Member of the National Assembly of Armenia
- Incumbent
- Assumed office 2018
- Parliamentary group: My Step

Personal details
- Born: 18 September 1988 (age 37) Yerevan, Armenian SSR, Soviet Union
- Party: Civil Contract
- Alma mater: Central European University

= Hripsime Grigoryan =

Armenian politician (born 1988)

Hripsime Grigoryan (born 18 September 1988) is an Armenian politician of the Civil Contact. She is a member of the National Assembly of Armenia since 2018.

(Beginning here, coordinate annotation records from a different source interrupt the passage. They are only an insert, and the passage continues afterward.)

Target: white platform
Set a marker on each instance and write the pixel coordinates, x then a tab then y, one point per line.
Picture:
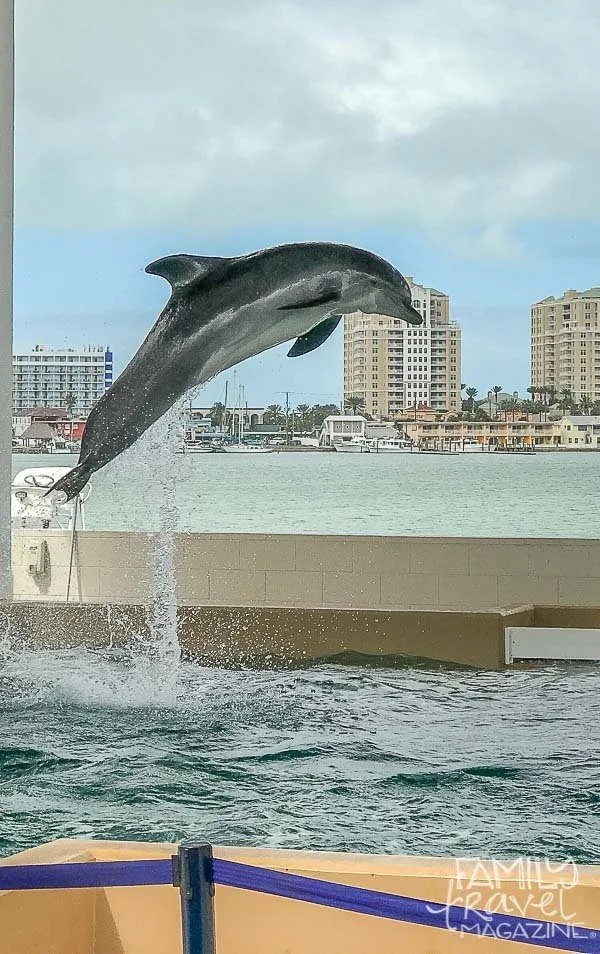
537	642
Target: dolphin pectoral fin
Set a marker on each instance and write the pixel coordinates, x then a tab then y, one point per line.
309	297
178	270
315	337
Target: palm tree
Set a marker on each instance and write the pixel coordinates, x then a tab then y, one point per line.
497	389
302	416
273	414
566	402
216	414
356	403
472	394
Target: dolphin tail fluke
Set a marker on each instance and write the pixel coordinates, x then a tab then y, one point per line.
73	482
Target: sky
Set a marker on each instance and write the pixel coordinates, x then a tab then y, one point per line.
460	140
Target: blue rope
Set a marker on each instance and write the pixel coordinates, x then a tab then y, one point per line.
561	937
82	874
115	874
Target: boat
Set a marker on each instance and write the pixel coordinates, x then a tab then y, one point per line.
356	445
393	445
248	449
470	446
32	509
198	448
159	898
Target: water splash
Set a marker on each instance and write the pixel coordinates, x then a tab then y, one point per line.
159	446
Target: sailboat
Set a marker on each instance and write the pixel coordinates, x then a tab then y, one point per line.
240	447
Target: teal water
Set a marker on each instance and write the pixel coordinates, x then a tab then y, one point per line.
411	760
552	494
415	760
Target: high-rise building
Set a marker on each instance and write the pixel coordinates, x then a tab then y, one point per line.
565	343
392	365
70	378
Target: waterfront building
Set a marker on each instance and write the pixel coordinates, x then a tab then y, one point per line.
69	378
565	343
62	426
253	416
338	428
571	431
578	431
392	365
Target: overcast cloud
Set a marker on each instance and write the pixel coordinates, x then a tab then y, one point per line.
480	114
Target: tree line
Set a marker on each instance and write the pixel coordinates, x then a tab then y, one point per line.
541	401
303	417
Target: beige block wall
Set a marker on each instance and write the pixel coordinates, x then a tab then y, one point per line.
315	571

== Early life and education ==
Hripsime Grigoryan was born in Yerevan, Soviet Armenia in 1988. From 2005 onwards, she studied international relations and diplomacy at the Yerevan State University from where she graduated with a BSc in 2009. She followed up on her studies at the Central European University in Budapest, Hungary, obtaining a Master's degree in political sciences in 2011. After she deepened her understanding on political processes in seminars of Democracy and Federalization in Switzerland and Sweden, taking part as a research assistant in political science for the "Varieties of Democracy" program of the University of Gothenburg between 2012 and 2017.

== Professional career ==
Between 2013 and 2018, Grigoryan occupied several offices in institutions like the US embassy in Armenia, the Organization for Security and Co-operation in Europe (OSCE) or the Tourism department of the Armenian Ministry of Economic Development.

== Political career ==
Her political interest began to take form as she become a Member of the Armenian Youth Initiative Now in 2008. In December 2018, she was elected into the National Assembly of Armenia in which she became the head of the Tourism Committee. Besides, Grigoryan is an alternate member to the Parliamentary Assembly of the OSCE. In May 2021 it was announced that Grigorian was an electoral candidate for the Civil Contract within the My Step Alliance and was re-elected in the Parliamentary Election of June 2021.